Spore testing in the province of Ontario

The RCDSO is the regulatory body for dentist across Ontario. They improve and administer professional and ethical standards for all of the dentistry, and ensure public protection and safety through effective regulation. (RCDSO, 2018) It is the responsibility of all dental professionals to familiarize themselves with the rules and regulations that the documents from the RCDSO provide including standards within infection control. This article will focus on regulations using self-contained biological indicators, or, spore testing in the province of Ontario.
According to the RCDSO, biological indicators (BIs or “spore tests”) are the most accepted means for monitoring of sterilization, because they directly assess the procedure’s effectiveness in killing the most resistant microorganisms. As per the RCDSO, dental clinics in Ontario are required to conduct daily spore testing. The test is performed once per day, each day the sterilizer is being used and once with each specific cycle type that will run for that day. For example, if the sterilizer will run under a flash cycle, pouches and wraps and rubbers and plastics throughout the day, one spore test will be conducted within the first load of each cycle.Please note, a biological indicator must be included in every load containing implantable devices (e.g. dental implants, temporary anchorage devices, surgical screws/plates/staples). (RCDSO, 2018, p. 23)Any time a spore test is performed within a dental clinic, the vials used to conduct the test must go through an incubation period to ensure the efficacy of sterilization parameters. After the sterilization cycle containing the biological indicator is complete, the vial is to be crushed with a biological indicator vial crusher, and then placed into the incubator for the set time according to the manufacturer’s instructions. To test the efficacy of the incubator, an unprocessed biological indicator must be crushed and placed into the same incubator, using a different slot but for the same amount of time as the processed vial. The unprocessed vial is called the “control vial” and the processed vial is called the “test vial”. The results of both the test and control vial must be documented and kept on file for 10 years. (RCDSO, 2018, p. 24)

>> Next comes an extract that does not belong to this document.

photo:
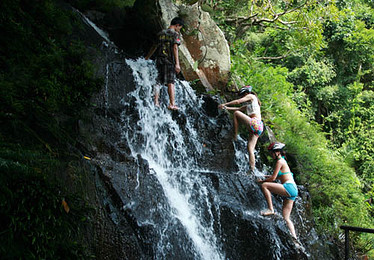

After the said incubation period is complete, and results are recorded as passed/failed, the vials can be discarded into the sharps container. For routine loads, items in the reprocessed load should not be released until the results of the biological indicator test are available. If quarantine pending spore test results is not possible, evaluation of type 5 (or higher) chemical indicator and the specific cycle physical parameters must be used to justify their release.

If the sterilizer has a recording device, then one process challenge device (PCD) with a Type 5 chemical indicator may be used to justify the release of the reprocessed load. If the sterilizer does not have a recording device, then a type 5 chemical indicator must be placed in every pouch to be released. However, implantable devices must be quarantined until the biological indicator test results are known. (RCDSO, 2018, p. 24)

 

Citation: “Infection Prevention and Control in the Dental Office.” Edited by RCDSO Council, STANDARD OF PRACTICE: Infection Prevention and Control in the Dental Office – DRAFT, Royal College of Dental Surgeons of Ontario, 18 Oct. 2018, az184419.vo.msecnd.net/rcdso/pdf/consultations/RCDSO_DRAFT_Standard of Practice_Infection Prevention_June_2018.pdf.